Solution I.120 (NN STrings). No, they process numerical values.

Solution I.121 (Embedding Definition). Representation of a word as a vector.

Solution I.122 (Embedding Dimensions). We can model similarities.

I.2.9 Sequence to Sequence Models

Solution I.123 (LSTM). Because they are able to consider “far away” information.

Solution I.124 (Teacher Forcing). We need to force the correct words for the training.

Solution I.125 (Attention).
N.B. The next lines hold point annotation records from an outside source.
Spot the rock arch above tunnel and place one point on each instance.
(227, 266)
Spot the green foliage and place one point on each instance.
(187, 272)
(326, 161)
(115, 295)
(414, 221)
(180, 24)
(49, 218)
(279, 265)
Attention scores compute similarities for one input to the others.

I.2.10 Transformers

Solution I.126 (ChatGPT). Decoder only.

Solution I.127 (Translation). Encoder-Decoder structure.

Solution I.128 (Difference Encoder-Decoder and Decoder Only.).

Encoder-Decoder: self-attention.
Decoder only: masked self-attention.

Solution I.129 (Weights).

a: Randomly
b: Backpropagation

Solution I.130 (Order of Words). Positional Encoding

Solution I.131 (Relationship Between Words). Masked self-attention which looks at the previous tokens.

Solution I.132 (Masked Self Attention). It works by investigating how similar each word is to itself and all of the proceeding words in the sentence.

Solution I.133 (Softmax). Transformation to values between 0 and 1.

Solution I.134 (Softmax Output). We create two new numbers: Values – like K and Q with different weights. We scale these values by the percentage. -> we get the scaled V´s

Solution I.135 (V´s). Lastly, we sum these values together, which combine separate encodings for both words relative to their similarities to “is”, are the masked-self-attention values for “is”.

Solution I.136 (Residual Connections). They are bypasses, which combine the position encoded values with masked-self-attention values.

Solution I.137 (Generate Known Word in Sequence).

Training
Because it is a Decoder-Only transformer used for prediction and the calculations that you need.

Solution I.138 (Masked-Self-Attention Values and Bypass). We use a simple neural network with two inputs and five outputs for the vocabulary.